Un accord sur le nucléaire iranien est "à portée de main", a déclaré mercredi à Londres la chef de la diplomatie européenne en appelant les différentes parties à faire preuve de "volonté politique". "Nous ne pouvons pas rater cette occasion", a souligné Federica Mogherini lors d'un discours à Chatham House, alors que les discussions entre l'Iran et le groupe 5+1 (Chine, États-Unis, France, Royaume-Uni, Russie et l'Allemagne) entrent dans une phase cruciale à Genève.

"Un bon accord est à portée de main si les différentes parties continuent à coopérer comme elles l'ont fait jusqu'à maintenant et si chacun montre suffisamment de volonté politique pour trouver un bon accord et l'assumer ensuite dans son pays. Un accord global profiterait à tout le monde", a-t-elle ajouté.

"Nous avons quelques échéances politiques domestiques à gérer avec soin", a-t-elle développé, citant les "tensions" internes au Congrès américain, les élections législatives à venir en Israël et la rivalité entre chiites et sunnites au Moyen-Orient.

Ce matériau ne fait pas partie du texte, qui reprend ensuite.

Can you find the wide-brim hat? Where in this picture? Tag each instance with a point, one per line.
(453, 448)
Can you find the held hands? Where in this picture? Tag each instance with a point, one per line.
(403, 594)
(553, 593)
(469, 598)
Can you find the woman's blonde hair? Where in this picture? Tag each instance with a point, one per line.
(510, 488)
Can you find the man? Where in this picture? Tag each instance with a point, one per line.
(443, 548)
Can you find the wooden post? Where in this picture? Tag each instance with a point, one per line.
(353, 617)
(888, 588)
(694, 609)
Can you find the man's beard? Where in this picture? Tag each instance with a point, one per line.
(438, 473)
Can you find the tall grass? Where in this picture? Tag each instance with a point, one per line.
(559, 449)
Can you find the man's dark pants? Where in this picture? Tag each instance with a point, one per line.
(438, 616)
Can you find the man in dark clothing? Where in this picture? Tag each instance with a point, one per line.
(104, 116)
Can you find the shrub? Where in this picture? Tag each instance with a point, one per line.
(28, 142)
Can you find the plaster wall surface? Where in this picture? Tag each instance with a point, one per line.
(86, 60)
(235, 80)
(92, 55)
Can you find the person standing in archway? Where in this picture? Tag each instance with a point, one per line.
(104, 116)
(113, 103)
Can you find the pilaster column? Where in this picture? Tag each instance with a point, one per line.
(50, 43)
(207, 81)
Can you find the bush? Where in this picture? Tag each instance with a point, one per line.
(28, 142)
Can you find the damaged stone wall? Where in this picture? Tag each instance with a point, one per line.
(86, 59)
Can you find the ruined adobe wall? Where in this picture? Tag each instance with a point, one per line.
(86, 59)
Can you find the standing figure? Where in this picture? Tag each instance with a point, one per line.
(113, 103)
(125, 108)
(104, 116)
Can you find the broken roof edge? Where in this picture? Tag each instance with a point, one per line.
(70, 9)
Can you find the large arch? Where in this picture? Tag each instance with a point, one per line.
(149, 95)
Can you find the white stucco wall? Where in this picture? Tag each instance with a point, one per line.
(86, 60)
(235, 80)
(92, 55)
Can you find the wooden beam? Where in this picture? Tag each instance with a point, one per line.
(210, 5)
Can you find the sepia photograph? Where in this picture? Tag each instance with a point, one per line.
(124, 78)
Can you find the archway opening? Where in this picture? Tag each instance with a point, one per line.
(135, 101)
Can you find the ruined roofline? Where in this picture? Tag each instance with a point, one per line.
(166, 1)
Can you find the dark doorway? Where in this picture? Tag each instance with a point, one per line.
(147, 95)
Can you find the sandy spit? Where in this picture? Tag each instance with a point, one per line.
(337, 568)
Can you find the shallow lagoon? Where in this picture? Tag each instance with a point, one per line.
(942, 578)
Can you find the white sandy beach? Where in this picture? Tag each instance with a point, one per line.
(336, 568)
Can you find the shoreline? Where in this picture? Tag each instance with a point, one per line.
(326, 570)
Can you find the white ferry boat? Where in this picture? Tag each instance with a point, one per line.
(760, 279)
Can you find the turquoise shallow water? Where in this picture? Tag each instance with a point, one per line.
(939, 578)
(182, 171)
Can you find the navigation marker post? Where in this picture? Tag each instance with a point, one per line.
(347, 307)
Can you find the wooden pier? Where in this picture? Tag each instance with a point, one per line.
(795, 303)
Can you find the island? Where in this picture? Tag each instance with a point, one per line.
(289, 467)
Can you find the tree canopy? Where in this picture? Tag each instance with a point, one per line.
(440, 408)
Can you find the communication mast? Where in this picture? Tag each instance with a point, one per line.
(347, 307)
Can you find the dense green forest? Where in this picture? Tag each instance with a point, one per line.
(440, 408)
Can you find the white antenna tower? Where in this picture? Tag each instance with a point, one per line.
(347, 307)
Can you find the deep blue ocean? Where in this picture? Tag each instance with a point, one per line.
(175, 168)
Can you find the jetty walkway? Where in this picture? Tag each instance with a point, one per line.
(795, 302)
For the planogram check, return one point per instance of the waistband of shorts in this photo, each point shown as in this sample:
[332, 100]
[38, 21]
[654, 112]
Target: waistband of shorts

Le secrétaire d'Etat américain John Kerry a indiqué mardi que les grandes puissances du groupe 5+1 et l'Iran avaient "avancé" depuis que les négociations ont été relancées en novembre 2013. Mais il s'est également montré prudent, après les récentes négociations à Genève avec son homologue iranien, affirmant lors d'une audition devant des parlementaires américains qu'il ne savait pas si un accord était possible.

Les prochaines réunions de négociations sont prévues la semaine prochaine en Suisse.